Dass die Drachen zufrieden sind, ist umso wichtiger, als sie als Boten des Glücks gelten, mit denen man es sich auf keinen Fall verderben will. Deswegen ist das Wohnhaus an der Repulse Bay auch nur eines von vielen mit einem solchen Flugloch. Wer mit offenen Augen durch die ehemalige britische Kronkolonie geht, wird Dutzende Hochhäuser mit »Loch« entdecken. Die Bauherren waren hier besonders weitsichtig, verzichteten sie doch auf kurzfristigen finanziellen Gewinn durch ein paar zusätzliche Wohnungen oder mehr Bürofläche und tauschten ihn für lang währendes Glück für ihr Bauwerk ein. Selbst wer nicht an Feng Shui glaubt, beachtet zumeist seine Regeln. So kann man Wohnungen oder Häuser einfach teurer verkaufen. Grundregeln wie die, dem Drachen freien Flug zu gewähren, kennt jeder – die Feinheiten wissen aber nur die Spezialisten. Und deswegen befragt man auch Feng-Shui-Meister, bevor man die Maurer bestellt. Sie geben dann Ratschläge, wie das Haus aussehen muss, damit seine Bewohner mit der Umgebung in Harmonie leben können. »Die Geister der Luft und des Wassers sollen im Einklang mit dem Menschen leben«, sagt der alte Herr und hat damit gleichzeitig schon die Wortbedeutung von Feng Shui übersetzt.
Auch wer eine Megamall oder ein Bankhochhaus plant, befragt vorher einen Feng-Shui-Experten. Und deren Empfehlung wird dann ohne Wenn und Aber umgesetzt. Das musste auch Stararchitekt Sir Norman Foster erfahren, der sich beim Bau der HSBC-Bank erst einmal gegen die Ratschläge des Feng-Shui-Meisters aufgelehnt hatte. Der hatte nämlich dringend empfohlen, die Rolltreppen im Gebäude nicht nebeneinander einzubauen, sondern in einem bestimmten, für die Harmonie des Gebäudes besonders günstigen Winkel. Foster fühlte sich – als einer der bekanntesten Architekten weltweit – an die Vorgaben nicht gebunden und baute, wie er es für richtig hielt. Sehr zum Zorn des Feng-Shui-Meisters und seiner Auftraggeber. Die ordneten umgehend aufwendige Umbauarbeiten an – die Rolltreppen wurden schließlich versetzt, und zwar dorthin, wo sie der Feng-Shui-Meister von Anfang an hatte haben wollen. Auch den Eingangsbereich der Bank baute man so, wie es der Feng-Shui-Meister angeordnet hatte. Einem Strand sollte die Lobby nachempfunden sein. Warum? Ganz klar, weil das Wasser an den Strand spült, und analog Geld in die Kassen der Bank gespült wird.

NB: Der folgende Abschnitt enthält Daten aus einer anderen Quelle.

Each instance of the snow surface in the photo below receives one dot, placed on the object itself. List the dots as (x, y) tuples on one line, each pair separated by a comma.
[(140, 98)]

Die vielen Statuen, die in Hongkong vor den Gebäuden stehen, sind nicht nur als Schmuck gedacht. Auch sie werden nach den Kriterien des Feng Shui platziert. Die zwei Löwen vor dem Eingang der HSBC-Bank beispielsweise stehen nicht irgendwo, sondern genau da, wo sie der Feng-Shui-Meister haben wollte – und nur deswegen können sie auch Glücksbringer sein. So mancher Hongkonger streichelt den beiden beim Vorbeigehen über die Pfoten und die Schnauze und erhofft sich dadurch die Vermehrung seines Reichtums. Paare, die die Löwen gleichzeitig tätscheln, dürfen darauf hoffen, dass das Glück in ihrer Beziehung zunimmt.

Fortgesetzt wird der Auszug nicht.